Près de 10 ans après Les corrections qui l'a révélé au grand public, Jonathan Franzen est pratiquement entré dans la légende avec Freedom, un «roman-événement» qui lui a valu en 2010 la couverture du magazine Time sous le titre de «Great American Novelist» et qui paraît en français cette semaine. Discussion avec un écrivain qui n'a d'autre ambition que de respecter la noblesse des lettres américaines.

Nous avons attrapé Jonathan Franzen à l'aéroport juste avant qu'il ne s'envole pour la tournée de promotion de Freedom en Australie, puis en France. Être l'ambassadeur d'un roman que tout le monde s'arrache, c'est du boulot. Mais la célébrité, qu'il a fini par apprécier un peu, n'est pas précisément la tasse de thé de Franzen. «Vous n'apprenez rien et rien ne change parce que vous voyagez partout dans le monde en tant qu'écrivain célèbre, dit-il. Cela ne fait pas un roman très intéressant ou séduisant et, de toute façon, cela a déjà été fait. Vraiment, il n'y a rien pour moi là-dedans.»

Jonathan Franzen ne trouve véritablement son bonheur que dans l'écriture. Le portrait que le magazine Time lui a consacré en 2010 a contribué au mythe de l'écrivain enchaîné à sa table de travail, absolument coupé du monde, viscéralement allergique à l'internet. «Les années où j'ai été assez chanceux pour n'avoir autre chose à faire que d'écrire ont été les années les plus heureuses de ma vie. Il y a quelque chose d'intemporel dans ces années où tout ce que j'avais à faire était de rester à mon bureau et de jeter des mots sur le papier. Pour moi, c'est cela le bonheur. Je crois que je serais dans une situation bien pire si j'avais fait cela pour devenir célèbre. Je m'en fous. C'est amusant, mais ce n'est pas la raison pour laquelle j'écris. J'écris parce que cela me rend heureux.»

Complexe, la liberté

Fabuleux destin, tout de même, pour un homme qui a souvent avoué avoir eu pour modèle le pauvre Charlie Brown, antihéros de la bédé de Schulz. Né en 1959 en Illinois, Jonathan Franzen a vécu une jeunesse un peu terne dans ce Midwest américain qui l'inspire encore aujourd'hui pour ses grandes fresques mettant en scène des personnages de la classe moyenne, éternels insatisfaits d'un monde contemporain croulant sous les contradictions.

Dans la grande veine des romans réalistes - il cite Tolstoï et Stendhal dans ses influences - il aura fallu des années à Jonathan Franzen pour aboutir à Freedom, qui comptait au départ une vingtaine de personnages et qui, finalement, est devenu le portrait de la très imparfaite famille Berglund, qui évolue dans l'Amérique post 11-septembre des années Bush, où la notion de liberté a été particulièrement malmenée.
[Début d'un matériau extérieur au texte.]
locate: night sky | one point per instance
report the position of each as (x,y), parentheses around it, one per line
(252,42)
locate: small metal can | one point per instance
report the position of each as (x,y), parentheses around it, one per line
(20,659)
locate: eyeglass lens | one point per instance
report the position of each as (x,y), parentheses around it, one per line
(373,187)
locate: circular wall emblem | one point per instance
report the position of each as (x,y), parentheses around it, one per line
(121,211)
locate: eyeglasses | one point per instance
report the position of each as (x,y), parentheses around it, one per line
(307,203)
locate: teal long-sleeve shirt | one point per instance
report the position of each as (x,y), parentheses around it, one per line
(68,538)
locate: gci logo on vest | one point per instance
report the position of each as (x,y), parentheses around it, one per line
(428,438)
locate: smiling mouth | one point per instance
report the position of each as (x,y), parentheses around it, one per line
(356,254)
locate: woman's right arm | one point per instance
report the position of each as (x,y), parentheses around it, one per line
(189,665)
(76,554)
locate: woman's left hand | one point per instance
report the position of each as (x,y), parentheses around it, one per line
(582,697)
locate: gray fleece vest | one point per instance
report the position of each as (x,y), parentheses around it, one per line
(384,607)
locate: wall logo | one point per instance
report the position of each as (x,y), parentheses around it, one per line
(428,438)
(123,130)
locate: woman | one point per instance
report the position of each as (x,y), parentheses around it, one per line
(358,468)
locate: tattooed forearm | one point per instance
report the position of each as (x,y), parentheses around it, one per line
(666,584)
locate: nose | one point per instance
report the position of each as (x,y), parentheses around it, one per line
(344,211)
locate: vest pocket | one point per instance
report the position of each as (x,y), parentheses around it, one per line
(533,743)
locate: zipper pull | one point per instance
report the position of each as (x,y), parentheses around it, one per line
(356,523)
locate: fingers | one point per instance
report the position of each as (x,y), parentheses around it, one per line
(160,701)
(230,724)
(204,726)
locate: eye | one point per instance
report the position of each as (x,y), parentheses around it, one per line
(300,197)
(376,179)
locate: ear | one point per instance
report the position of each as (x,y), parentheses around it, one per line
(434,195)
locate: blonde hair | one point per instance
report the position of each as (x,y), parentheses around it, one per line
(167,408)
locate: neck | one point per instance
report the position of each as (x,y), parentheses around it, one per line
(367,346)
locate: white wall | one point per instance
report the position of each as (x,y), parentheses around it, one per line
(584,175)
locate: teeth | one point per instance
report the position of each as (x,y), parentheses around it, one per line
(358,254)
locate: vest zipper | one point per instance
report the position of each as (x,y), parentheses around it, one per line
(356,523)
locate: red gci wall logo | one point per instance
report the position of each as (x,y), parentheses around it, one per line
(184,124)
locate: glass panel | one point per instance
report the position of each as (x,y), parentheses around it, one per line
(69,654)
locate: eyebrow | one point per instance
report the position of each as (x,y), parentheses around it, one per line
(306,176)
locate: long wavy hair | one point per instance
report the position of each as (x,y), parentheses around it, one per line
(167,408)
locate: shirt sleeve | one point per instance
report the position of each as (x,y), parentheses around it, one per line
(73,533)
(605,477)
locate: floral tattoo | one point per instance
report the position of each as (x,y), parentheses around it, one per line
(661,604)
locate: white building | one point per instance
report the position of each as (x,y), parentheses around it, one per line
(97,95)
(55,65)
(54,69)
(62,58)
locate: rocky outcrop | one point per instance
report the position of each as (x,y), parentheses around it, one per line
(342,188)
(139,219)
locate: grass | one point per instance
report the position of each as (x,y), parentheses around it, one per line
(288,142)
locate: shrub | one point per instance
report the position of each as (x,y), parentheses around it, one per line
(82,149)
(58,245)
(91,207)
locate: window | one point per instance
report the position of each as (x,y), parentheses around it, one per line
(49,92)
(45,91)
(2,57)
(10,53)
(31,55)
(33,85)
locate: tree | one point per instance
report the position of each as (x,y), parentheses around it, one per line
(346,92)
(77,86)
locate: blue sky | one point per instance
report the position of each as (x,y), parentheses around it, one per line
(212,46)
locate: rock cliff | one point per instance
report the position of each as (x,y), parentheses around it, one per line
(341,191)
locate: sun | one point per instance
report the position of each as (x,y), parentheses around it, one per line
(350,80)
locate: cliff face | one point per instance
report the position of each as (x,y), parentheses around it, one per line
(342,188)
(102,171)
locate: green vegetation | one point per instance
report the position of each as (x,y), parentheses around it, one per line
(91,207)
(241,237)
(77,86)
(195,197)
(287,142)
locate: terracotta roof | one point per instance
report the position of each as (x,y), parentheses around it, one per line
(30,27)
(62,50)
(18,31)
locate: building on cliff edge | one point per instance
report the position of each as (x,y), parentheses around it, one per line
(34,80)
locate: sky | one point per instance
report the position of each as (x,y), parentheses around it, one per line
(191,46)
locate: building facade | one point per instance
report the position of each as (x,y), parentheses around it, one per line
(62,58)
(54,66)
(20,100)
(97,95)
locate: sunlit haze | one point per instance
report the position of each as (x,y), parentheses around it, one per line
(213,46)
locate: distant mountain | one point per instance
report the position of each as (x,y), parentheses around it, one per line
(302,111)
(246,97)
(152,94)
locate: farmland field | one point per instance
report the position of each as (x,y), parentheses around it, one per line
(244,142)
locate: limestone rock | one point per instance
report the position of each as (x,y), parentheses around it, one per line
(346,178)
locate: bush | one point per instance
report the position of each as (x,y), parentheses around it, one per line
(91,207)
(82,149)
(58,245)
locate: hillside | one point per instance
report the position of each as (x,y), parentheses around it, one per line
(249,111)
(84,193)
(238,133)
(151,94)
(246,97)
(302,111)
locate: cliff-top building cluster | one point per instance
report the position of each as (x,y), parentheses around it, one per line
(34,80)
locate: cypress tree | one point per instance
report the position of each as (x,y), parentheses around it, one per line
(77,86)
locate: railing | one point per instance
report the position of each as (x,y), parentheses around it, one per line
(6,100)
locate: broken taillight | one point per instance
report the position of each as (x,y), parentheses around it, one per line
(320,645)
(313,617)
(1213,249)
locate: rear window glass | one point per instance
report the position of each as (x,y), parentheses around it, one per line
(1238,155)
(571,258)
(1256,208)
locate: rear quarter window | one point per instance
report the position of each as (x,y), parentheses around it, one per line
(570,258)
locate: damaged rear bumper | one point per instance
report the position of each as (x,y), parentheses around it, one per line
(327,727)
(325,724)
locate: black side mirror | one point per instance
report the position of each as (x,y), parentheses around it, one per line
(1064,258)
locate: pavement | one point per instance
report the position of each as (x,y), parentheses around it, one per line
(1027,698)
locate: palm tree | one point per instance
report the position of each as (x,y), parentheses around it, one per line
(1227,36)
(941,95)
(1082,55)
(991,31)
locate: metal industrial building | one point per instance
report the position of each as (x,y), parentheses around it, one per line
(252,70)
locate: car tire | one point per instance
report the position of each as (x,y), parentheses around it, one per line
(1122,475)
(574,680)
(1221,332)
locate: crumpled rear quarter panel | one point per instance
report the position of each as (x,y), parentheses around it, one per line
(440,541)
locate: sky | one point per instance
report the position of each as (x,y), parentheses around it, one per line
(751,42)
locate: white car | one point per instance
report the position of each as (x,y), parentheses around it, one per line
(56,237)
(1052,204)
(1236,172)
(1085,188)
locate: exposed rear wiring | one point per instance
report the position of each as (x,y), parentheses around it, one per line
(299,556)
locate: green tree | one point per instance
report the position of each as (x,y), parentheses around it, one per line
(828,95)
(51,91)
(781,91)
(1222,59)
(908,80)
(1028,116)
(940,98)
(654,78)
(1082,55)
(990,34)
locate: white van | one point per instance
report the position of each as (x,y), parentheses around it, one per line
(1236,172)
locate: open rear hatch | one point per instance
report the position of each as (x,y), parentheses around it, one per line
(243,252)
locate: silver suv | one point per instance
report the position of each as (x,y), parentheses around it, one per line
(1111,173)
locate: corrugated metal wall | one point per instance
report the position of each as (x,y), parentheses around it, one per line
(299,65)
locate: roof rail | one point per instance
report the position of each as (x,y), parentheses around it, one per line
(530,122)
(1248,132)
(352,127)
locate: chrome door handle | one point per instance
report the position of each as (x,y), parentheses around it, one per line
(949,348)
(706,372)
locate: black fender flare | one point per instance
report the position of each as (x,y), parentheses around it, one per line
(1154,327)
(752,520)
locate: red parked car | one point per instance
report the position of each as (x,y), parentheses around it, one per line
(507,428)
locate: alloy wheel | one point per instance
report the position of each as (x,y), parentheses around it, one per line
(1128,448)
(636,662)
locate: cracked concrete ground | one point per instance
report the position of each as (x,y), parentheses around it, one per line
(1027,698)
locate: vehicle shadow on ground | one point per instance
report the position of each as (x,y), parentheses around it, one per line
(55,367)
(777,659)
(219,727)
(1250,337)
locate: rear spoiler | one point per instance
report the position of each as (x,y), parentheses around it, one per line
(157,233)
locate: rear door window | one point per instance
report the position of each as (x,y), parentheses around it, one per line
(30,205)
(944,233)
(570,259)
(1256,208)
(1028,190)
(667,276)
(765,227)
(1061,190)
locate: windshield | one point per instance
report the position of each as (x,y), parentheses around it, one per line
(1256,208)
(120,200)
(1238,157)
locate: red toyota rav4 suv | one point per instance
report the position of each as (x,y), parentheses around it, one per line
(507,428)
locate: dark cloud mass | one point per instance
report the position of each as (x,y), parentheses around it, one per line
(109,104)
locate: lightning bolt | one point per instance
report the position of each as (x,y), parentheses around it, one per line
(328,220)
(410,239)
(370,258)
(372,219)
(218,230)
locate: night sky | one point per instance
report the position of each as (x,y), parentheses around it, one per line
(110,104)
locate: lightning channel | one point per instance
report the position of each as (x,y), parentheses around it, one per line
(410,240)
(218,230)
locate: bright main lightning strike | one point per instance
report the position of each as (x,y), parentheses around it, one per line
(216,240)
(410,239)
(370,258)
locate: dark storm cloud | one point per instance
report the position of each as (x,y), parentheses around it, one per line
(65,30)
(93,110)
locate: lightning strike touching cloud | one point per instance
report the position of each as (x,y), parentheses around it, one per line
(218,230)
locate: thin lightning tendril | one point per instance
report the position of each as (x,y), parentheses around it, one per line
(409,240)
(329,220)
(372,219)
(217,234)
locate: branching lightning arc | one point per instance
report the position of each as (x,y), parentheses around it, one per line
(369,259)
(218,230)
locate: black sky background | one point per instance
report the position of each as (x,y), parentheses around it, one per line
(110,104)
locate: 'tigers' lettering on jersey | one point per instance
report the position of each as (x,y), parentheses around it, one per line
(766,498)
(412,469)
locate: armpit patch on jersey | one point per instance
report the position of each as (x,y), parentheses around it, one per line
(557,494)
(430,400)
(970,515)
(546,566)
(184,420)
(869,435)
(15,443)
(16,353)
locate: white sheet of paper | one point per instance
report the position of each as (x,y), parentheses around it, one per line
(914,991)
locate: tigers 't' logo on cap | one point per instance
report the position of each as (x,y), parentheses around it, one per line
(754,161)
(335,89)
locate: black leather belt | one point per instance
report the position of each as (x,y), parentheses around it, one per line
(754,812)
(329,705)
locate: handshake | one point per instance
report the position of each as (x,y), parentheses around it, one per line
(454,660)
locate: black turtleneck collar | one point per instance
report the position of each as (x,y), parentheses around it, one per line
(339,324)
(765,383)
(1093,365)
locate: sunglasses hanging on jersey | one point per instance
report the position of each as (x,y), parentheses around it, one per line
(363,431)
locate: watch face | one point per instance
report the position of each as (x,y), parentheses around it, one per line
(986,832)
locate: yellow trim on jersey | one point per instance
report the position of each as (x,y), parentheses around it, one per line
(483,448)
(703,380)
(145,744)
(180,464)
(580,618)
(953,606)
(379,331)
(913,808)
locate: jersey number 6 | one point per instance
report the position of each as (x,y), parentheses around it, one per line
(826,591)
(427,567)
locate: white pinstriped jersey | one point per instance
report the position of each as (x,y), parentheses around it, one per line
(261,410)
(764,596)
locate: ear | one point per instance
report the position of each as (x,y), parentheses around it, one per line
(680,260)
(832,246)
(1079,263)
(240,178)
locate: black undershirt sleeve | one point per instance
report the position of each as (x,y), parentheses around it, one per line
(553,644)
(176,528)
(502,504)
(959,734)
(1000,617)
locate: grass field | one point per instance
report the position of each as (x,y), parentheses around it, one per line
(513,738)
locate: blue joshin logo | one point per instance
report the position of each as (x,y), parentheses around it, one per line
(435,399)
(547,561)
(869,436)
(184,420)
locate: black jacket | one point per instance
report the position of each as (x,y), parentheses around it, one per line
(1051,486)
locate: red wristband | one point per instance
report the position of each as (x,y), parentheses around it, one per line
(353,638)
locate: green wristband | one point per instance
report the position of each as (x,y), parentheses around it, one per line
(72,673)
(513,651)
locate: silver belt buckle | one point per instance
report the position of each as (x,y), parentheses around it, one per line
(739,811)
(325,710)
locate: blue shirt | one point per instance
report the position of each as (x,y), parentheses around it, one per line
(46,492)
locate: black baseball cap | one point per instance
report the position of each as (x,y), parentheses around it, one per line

Liberté qui nous renvoie au titre, demeuré Freedom même dans la traduction française, mais qu'il regrette un an plus tard. S'il avait intitulé son roman Des fleurs en juin, croit-il, il n'aurait pas à se lancer dans une définition de la liberté dans toutes ses interviews, alors que son roman est l'illustration complexe d'une notion tout aussi complexe. «C'est compliqué parce que, d'une certaine façon, je me sens compliqué! Il y a tellement de «moi» différents, c'est pourquoi je résiste à l'idée d'écrire seulement sur moi, parce que cela semble me réduire à quelque chose de simple, et je ne suis pas quelqu'un de simple.»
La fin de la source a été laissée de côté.